January 2004 – a crank's progress

the cost of optimization

So between using MTOptimizeHTML and mod_gzip, my server is taking a beating.

last pid: 17424; load averages: 3.96, 2.94, 1.84 up 9+08:17:32 21:19:44 93 processes: 5 running, 88 sleeping CPU states: 99.2% user, 0.0% nice, 0.0% system, 0.8% interrupt, 0.0% idle Mem: 168M Active, 17M Inact, 41M Wired, 10M Cache, 35M Buf, 12M Free Swap: 1027M Total, 440M Used, 587M Free, 42% Inuse

PID USERNAME PRI NICE SIZE RES STATE TIME WCPU CPU COMMAND 11208 www 62 0 301M 44564K RUN 13:08 24.07% 24.07% httpd 11134 www 62 0 85152K 12724K RUN 5:57 24.07% 24.07% httpd 16618 www 63 0 83352K 49232K RUN 1:13 23.78% 23.78% httpd 17038 www 62 0 82584K 44184K RUN 1:55 23.63% 23.63% httpd 335 mysql 2 0 29320K 376K poll 28:02 0.00% 0.00% mysqld

The top 5 processes are chewing all my CPU time and for long periods of time (see the graphic: the red line is at 100% of CPU and ideally, utilization doesn’t exceed that).

The load average, as displayed by uptime(1), is over 5 now: that’s 4 too many. As you can see, it’s all httpd processes (Apache with an embedded mod_perl interpreter). The mysql process is dormant, for all intents and purposes.

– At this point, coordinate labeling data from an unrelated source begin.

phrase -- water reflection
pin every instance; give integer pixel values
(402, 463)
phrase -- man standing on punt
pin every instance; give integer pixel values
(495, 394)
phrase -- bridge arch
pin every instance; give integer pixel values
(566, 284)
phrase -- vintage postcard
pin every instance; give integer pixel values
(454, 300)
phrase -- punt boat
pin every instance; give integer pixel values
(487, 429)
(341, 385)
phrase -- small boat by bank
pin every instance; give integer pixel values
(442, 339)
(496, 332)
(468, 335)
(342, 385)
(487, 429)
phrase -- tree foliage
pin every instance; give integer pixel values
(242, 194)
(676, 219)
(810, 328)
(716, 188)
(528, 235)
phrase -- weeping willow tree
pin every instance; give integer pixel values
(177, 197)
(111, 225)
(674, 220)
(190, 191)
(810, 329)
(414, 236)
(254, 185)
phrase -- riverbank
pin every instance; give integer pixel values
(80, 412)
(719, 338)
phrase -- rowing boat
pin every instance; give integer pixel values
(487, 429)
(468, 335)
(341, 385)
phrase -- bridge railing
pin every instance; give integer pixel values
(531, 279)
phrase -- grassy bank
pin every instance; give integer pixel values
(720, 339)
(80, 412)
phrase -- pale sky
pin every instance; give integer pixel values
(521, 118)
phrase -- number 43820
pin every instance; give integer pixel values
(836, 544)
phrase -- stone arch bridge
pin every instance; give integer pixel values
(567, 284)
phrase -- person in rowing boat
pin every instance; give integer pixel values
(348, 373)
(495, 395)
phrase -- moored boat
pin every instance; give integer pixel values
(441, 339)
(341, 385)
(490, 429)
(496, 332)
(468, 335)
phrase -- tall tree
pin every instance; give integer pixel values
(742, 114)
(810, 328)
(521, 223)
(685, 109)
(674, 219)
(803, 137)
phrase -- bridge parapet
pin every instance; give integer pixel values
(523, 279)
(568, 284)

I have to make the call here on how much I want to pay for optimization and what kind makes the most sense. mod_gzip seems like a very elegant solution and the load is distributed over the full day, while the MTOptimizeHTML hit takes place at every rebuild, ie, every post or comment.

on monetizing weblogs

ongoing — You Can Get Paid For This

Tim Bray analyzes his recent foray into Google AdSense. His experiences mirror my own (some ads are worth more than others was one thing I learned early on).

He’s doing a little (!!) better on this than I am, but then I don’t get linked from the tech section of CNN.com either.

Also, he’s dead right about ads on pages with a single piece do better than on a page with multiple, different pieces. I shoulda remembered that from my startup days and the follow-on experiences with WayPath: you can’t determine contextual relevance against an assortment of different items.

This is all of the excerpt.